The author of the new memoir, Permanent Record, former CIA officer and National Security Agency (NSA) consultant Snowden risked everything to expose the U.S. government’s system of mass surveillance. He is the subject of the Oscar-winning best documentary Citizenfour and the critically acclaimed Oliver Stone film, Snowden. Appearing live from Moscow, Snowden continues to speak out about technologies and practices (increasingly by nongovernmental entities) that have created “the most effective means of social control in the history of our species.” “Everything we do now lasts forever. Not because we want to remember, but because we are no longer allowed to forget,” he says, evoking the key theme of Permanent Record. “Helping to create that system is my greatest regret.” As one of the world’s most passionate and authoritative voices on privacy and cybersecurity, Snowden continues to warn us of the growing threats of our digital age.

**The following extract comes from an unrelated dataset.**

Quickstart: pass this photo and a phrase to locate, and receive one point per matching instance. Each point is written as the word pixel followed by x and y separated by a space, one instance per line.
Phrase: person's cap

Edward Snowden shocked the world in 2013 when he broke with the intelligence establishment and revealed that the U.S. government was pursuing an unprecedented system of mass surveillance with the potential to collect every single phone call, text message and email of every person on earth. Fearing arrest, he fled to Hong Kong, where he secretly met with journalists from The Guardian newspaper and filmmaker Laura Poitras. Poitras later won an Academy Award for Citizenfour. The Guardian and The Washington Post were awarded a Pulitzer Prize for their role in reporting on the NSA leaks. Snowden saw this honor as “a vindication” of his efforts to bring the secret surveillance programs to light. Snowden himself has received numerous honors for his public service, including the Right Livelihood Award, the German Whistleblower Prize, the Ridenhour Prize for Truth-Telling and the Carl von Ossietzky Medal from the International League of Human Rights. He currently serves as president of the board of directors of the Freedom of the Press Foundation.
Since gaining asylum in Russia, Snowden has remained in the headlines as an impassioned and authoritative champion of privacy, civil liberties and cybersecurity during what he calls “the greatest redistribution of power since the Industrial Revolution.” Based on Snowden’s revelations, both the US and UK governments have faced court challenges to their surveillance laws, prompting new legislation in both countries. Internet companies, reacting to public outrage over privacy concerns, have made encryption commonplace. Snowden continues to sound the alarm on mass surveillance and the collection of data by both governments and corporate entities.